Ilgın Yorulmaz

02 Şubat 2025

"Black Box Diaries": Japonya'nın cinsel taciz ve tecavüz karşısında kahreden sessizliği

Japonya’da cinsel saldırıya uğrayan kadınların yüzde 96’sı polise suç duyurusunda bulunamıyor. Bunun bir nedeni utanç olsa da diğeri de yargıya olan güvensizlik. Japonya’da bir kadın ile bir adam arasında geçenler her ne olursa olsun “özel yaşam” olarak değerlendiriliyor ve “kara kutu” adıyla anılıyor

2 Mart gecesi açıklanacak olan Oscar Ödülleri adayları arasında En İyi Belgesel dalında yarışan “Black Box Diaries” (Kara Kutu Günlükleri) de var. Ancak belgesel Japonya’da neredeyse yasaklı durumda.   

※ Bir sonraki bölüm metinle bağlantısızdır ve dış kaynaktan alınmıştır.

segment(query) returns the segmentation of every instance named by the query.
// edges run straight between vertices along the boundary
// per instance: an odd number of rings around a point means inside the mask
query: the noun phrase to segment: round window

Shiori Ito adlı genç bir Japon gazetecinin 2015 yılında Tokyo’da kendi başından geçen tecavüzü ve sonrasında ülkenin arkaik yargı sistemine karşı verdiği sekiz yıllık hukuki mücadeleyi tüm açıklığıyla anlatan otobiyografik yapım Japonya’da  #MeToo hareketinin de sembolü oldu. 

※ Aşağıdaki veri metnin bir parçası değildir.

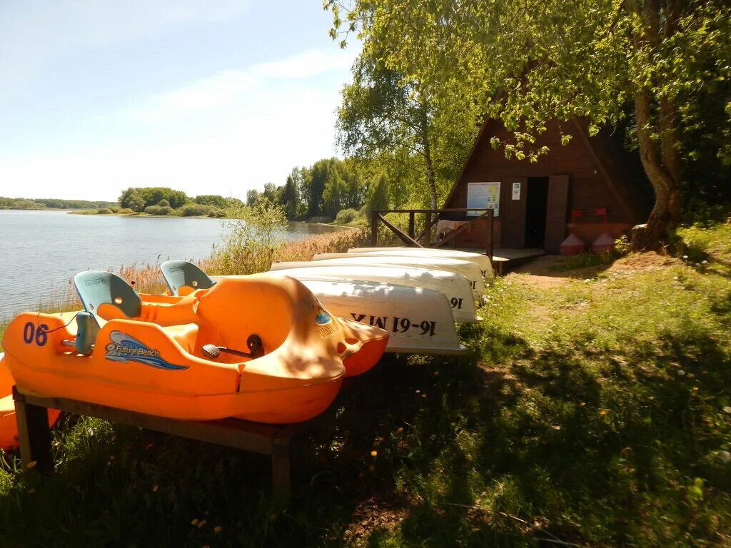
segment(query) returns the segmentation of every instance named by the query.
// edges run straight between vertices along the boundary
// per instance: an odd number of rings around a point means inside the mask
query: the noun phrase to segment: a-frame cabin
[[[569,233],[591,244],[602,232],[615,237],[628,232],[646,221],[651,189],[637,155],[624,151],[608,132],[589,137],[587,128],[579,120],[549,121],[535,145],[546,145],[550,152],[531,163],[507,159],[501,148],[493,149],[492,137],[505,142],[510,135],[499,121],[488,120],[444,208],[475,207],[468,195],[480,185],[470,183],[499,183],[491,185],[493,199],[499,200],[493,238],[496,248],[556,252]],[[567,145],[561,144],[562,133],[572,135]],[[469,232],[456,243],[485,244]]]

Belgesel ülkede cinsel saldırı gibi bir tabuyu yıkan konusu gereği milliyetçi ve muhafazakar Japonlar tarafından eleştiri yağmuruna tutulsa da Ito’nun yıllarca süren hukuk mücadelesi sonucunda açtığı kamu davasını kazanması ve bu mücadelenin sonuçlarından biri olarak Japonya’da 2023 yılında yani tam 110 yıl sonra rıza yaşının 13’ten 16’ya yükseltilmesi bile ibretlik bir başarı. 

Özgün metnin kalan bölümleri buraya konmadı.